Index entries for this article
Kernel	Group scheduling
Kernel	Scheduler/Completely fair scheduler
Kernel	Scheduler/Group scheduling

CFS group scheduling

Posted Jul 5, 2007 13:33 UTC (Thu) by mclasen@redhat.com (subscriber, #31786) [Link]

Might be worthwhile to point out that the CFS scheduler has been included in the Fedora devel kernel for a few weeks now.

Userspace scheduling policy daemon

Posted Jul 5, 2007 13:49 UTC (Thu) by abatters (✭ supporter ✭, #6932) [Link] (1 responses)

> So any particular policy can be implemented through the creation of a simple, user-space daemon which responds to process creation events by placing newly-created processes in the right group.

Using a userspace daemon to set process scheduling policy might be fine for long-running processes like the X server, but wouldn't it introduce a lot of overhead for short-lived processes like gcc during kernel builds? I expect it would add a few context switches of overhead to every fork(); that doesn't seem consistent with general kernel developer attitude towards efficiency.

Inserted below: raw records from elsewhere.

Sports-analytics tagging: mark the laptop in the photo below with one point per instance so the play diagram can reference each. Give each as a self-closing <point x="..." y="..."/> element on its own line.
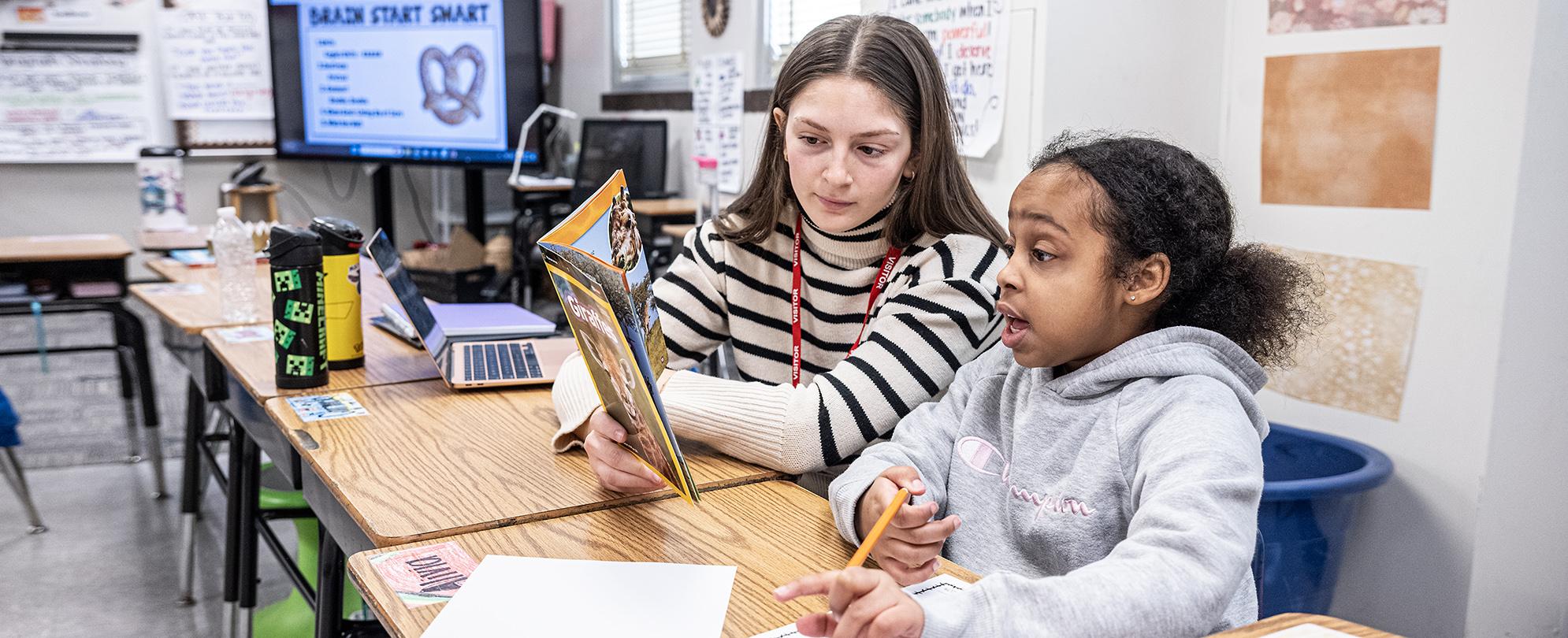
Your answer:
<point x="470" y="361"/>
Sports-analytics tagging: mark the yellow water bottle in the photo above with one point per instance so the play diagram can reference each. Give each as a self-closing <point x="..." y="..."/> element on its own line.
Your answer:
<point x="345" y="337"/>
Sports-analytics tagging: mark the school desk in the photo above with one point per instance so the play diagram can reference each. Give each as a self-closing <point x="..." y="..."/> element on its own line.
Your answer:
<point x="88" y="275"/>
<point x="248" y="380"/>
<point x="1291" y="620"/>
<point x="772" y="532"/>
<point x="430" y="463"/>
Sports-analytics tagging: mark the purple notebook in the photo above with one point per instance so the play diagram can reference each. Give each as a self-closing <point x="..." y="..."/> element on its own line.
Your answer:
<point x="489" y="320"/>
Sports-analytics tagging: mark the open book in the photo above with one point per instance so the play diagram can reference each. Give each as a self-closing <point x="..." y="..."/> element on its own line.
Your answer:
<point x="596" y="261"/>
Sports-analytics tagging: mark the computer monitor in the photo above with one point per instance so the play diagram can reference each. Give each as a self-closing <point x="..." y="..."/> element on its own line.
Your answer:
<point x="419" y="80"/>
<point x="632" y="145"/>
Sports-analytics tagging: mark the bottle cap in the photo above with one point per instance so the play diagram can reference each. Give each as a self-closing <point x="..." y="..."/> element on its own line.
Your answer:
<point x="294" y="247"/>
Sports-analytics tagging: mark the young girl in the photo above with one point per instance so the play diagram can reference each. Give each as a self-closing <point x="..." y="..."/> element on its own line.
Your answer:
<point x="858" y="182"/>
<point x="1101" y="468"/>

Userspace scheduling policy daemon

Posted Jul 6, 2007 10:11 UTC (Fri) by TRS-80 (guest, #1804) [Link]

The usual way to handle this is child processes get put into the same group as their parent. Obviously you wouldn't want this for all processes, but the daemon could mark things like make and gcc as creating a new sub-hierarchy.

CFS group scheduling

Posted Jul 5, 2007 14:35 UTC (Thu) by davecb (subscriber, #1574) [Link]

I've been a happy user of this kind of functionality
in Solaris 9 and 10 (before that it was pretty primitive).

I originally used for production machines, where a
guarantee of a certain amount of CPU to a bunch of
processes allows for eevrything from consolidation
to having the CPU available for root to use to kill
a runaway process.

However, I now run it on my laptop, and shove
background proceses into a different scheduling
group so they don't interfere with anything in
the foreground. Think of this as bg and nice
done right (;-))

--dave

CFS group scheduling

Posted Aug 28, 2007 15:41 UTC (Tue) by kolyshkin (guest, #34342) [Link]

This type of scheduling is called "group scheduling"; Linux has never really supported it with any scheduler.

Well, whe scheduler we have in OpenVZ is doing just that. It's a two-level CPU scheduler. On the first level schedules between groups of processes (with each group being a container), taking into account the (relative) priorities for those groups, and the (absolute) limits on the CPU time being used. On the second level, it schedules the process within chosen group.

That's indeed nice that such a feature appears in vanilla kernel.